On Mon, Feb 27, 2012 at 11:41:56PM +0100, Maarten Lankhorst wrote:
W.r.t. to 1.4.0, I believe the following path should be taken:
- Write CreateTimerQueue tests to verify whether native behaves like: a) sleep(Xms) /* what Wine does now */ or b) sleep(Xms - elapsed) /* what winmm:timeSetEvent does */
- If b), fix CreateTimerQueue.
- If a), CreateTimerQueue is unusable for the purposes of Wine's mmdevapi and something else must be sought...
Even if so, it is unneeded for the pulse driver, I'm using the auto timing update feature and the callback for when rendering is not running. When the buffer is not underflowed, I'm using the write callback to signal more data is available.
Timerqueue would be a lie, the driver should schedule when data can actually be written and not based purely on ticks. Pulseaudio allows this and I'm using this feature in my driver. It passes all the render tests now except the volume related ones (they're a reminder, and a nop on other drivers anyhow), and I'm working to complete capture in a similar fashion as well.

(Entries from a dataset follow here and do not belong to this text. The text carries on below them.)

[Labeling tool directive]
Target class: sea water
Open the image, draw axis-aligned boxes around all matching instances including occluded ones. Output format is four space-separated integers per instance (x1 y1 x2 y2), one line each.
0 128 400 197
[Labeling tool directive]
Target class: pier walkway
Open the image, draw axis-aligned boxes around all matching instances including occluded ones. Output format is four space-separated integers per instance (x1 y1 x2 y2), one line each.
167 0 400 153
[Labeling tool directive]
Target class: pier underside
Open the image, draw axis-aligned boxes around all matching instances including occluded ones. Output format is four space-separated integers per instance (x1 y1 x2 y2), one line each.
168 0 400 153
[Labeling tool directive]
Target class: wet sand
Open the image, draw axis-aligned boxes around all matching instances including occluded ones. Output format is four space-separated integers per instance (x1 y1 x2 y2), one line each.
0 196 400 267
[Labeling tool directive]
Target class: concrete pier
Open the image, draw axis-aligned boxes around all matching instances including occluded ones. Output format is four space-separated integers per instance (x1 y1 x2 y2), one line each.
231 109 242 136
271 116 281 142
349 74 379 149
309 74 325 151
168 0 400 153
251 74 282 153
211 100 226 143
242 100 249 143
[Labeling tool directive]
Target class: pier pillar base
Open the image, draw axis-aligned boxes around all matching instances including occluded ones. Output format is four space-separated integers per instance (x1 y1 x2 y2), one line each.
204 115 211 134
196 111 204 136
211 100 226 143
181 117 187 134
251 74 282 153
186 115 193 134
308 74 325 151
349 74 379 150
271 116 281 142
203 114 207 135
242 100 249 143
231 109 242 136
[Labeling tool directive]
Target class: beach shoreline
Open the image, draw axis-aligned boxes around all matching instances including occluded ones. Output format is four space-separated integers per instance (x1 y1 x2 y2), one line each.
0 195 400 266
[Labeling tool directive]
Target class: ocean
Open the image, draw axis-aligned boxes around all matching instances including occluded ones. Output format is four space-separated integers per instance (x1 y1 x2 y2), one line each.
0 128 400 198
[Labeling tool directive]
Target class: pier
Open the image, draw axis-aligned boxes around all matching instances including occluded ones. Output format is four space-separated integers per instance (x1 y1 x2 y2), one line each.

I believe the event should be triggered when there is actual data available, at least that's how I understood the event is supposed to work. Doing it based on a timer that isn't tied to the state in any way feels wrong. Having 2 threads for pulse feels wrong too, especially since it can be done with just using the one pulse provides, because you can set callbacks for when more data can be read or written.
Unfortunately, the only backend that actually produces that kind of information is Pulse. So we need a solution for the other drivers anyway. At that point, we'll have to decide whether we want to use the same mechanism for Pulse, or rely on the callbacks. There's an argument for having each driver behave as similar as possible, even if it's arguably less "correct."
I've also been burned enough times by relying on the audio backend to work correctly that I hesitate to give the backends more responsibility than absolutely necessary.
I'm investigating native TimerQueue's operation now. If it turns out that TimerQueue isn't sufficient, we'll probably just switch over to using poll() like winmm's timer stuff does.